I
hate happiness. It is an animal. It blocks pain but only temporarily. The
terrible thing about happiness is that it lies to us. It fills us with emotions
contrary to what we know to be true. “Good” things happen, you feel happy.
Things that make you happy are then treated with idolization, and there is no
need to teach us to pursue what makes us happy. We automatically seek after
these things that give us pleasure. This is the worst part about happiness. It
is addictive. And this addiction drives us to pursue happiness at whatever
cost. Happiness becomes our god, and we kill anything that gets between us.
Some
people know that they cannot feel happy if they truly know what is going on
around them. The world is not really a happy place, so people decide to not
think about it. They adopt the slogan “ignorance is bliss,” and choose not to
think about anything more stressful than the present. The sad thing about
blissful ignorance is that it eventually catches up to you. No matter how
fervently you try to dismiss reality, it is still there, and it is always armed
to the teeth and ready to devour those who treat the Lion that it is like a lamb.
Their life of whatever they call “happiness” is destroyed in a moment of
terrible truth.
Some
people think they are always happy, because they have chosen to put up walls
that protect them from pain. They do not let hurt in, and they call themselves
happy because they do not really feel sad.
The truth is, they do not really feel anything.
These people are not happy. They are perhaps out of everyone the most starved
of happiness, for their walls that block pain also block love and affection,
therefore any happiness they experience is just shallow vapor that manages to
infiltrate their walls. The tiny bit of happiness that is felt goes unnoticed,
for if you do not experience pain, you cannot appreciate its opposite.
Happiness
is an avaricious god, demanding of our time, and deceiving us when we give it.
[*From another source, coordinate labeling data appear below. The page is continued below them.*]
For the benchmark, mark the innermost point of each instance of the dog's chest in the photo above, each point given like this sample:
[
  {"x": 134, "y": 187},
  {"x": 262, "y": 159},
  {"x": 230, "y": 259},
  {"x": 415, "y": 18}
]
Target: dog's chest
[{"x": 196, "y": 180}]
We desire to be happy, and it becomes our sybaritic lifestyle. We are taught to
go after whatever makes us “happy,” but no one tells us that nothing will keep us happy. Fueled by our desperation
to find something that will eternally sustain us, we enter a downward spiral
but we do not notice, for we are too blinded by our anxiety to find this
illusive “happiness” that we were promised. Rationality is lost, for we forget
that happiness is a want, and not a need. Because happiness is something
that cannot be reached and held on to, the word happiness is simply an
impossible idea of delight that we can never really acquire. In short, we make
it our god, even though deep down, we know it does not truly exist.
So
my philosophy about happiness is that there is none. But there is something called “joy.” The
difference between joy and happiness – or the idea of happiness – is that while
they both make us feel good, just
feeling good is not joy’s ultimate intention. Joy is not a result of an action
or situation, but it is a choice no matter the circumstances, which can only be
achieved if one has a continual reason to be joyful. The only continual,
lasting reason to be joyful is the acknowledgement of Grace given freely to
man, the redemptive actions of Jesus Christ, and the new life found only
through Him. While joy is an eternal feeling of inward elation, it does not
change or waver no matter what other emotions are experienced simultaneously.
Because it is something that is based on the unchangeable Love of Christ, it
remains even in our most mournful state, and is at the core of each ecstatic
roar and every miserable cry of despair. It is the reaction to the overwhelming
Love that we drown in, and the understanding of the Hope that we have in Jesus.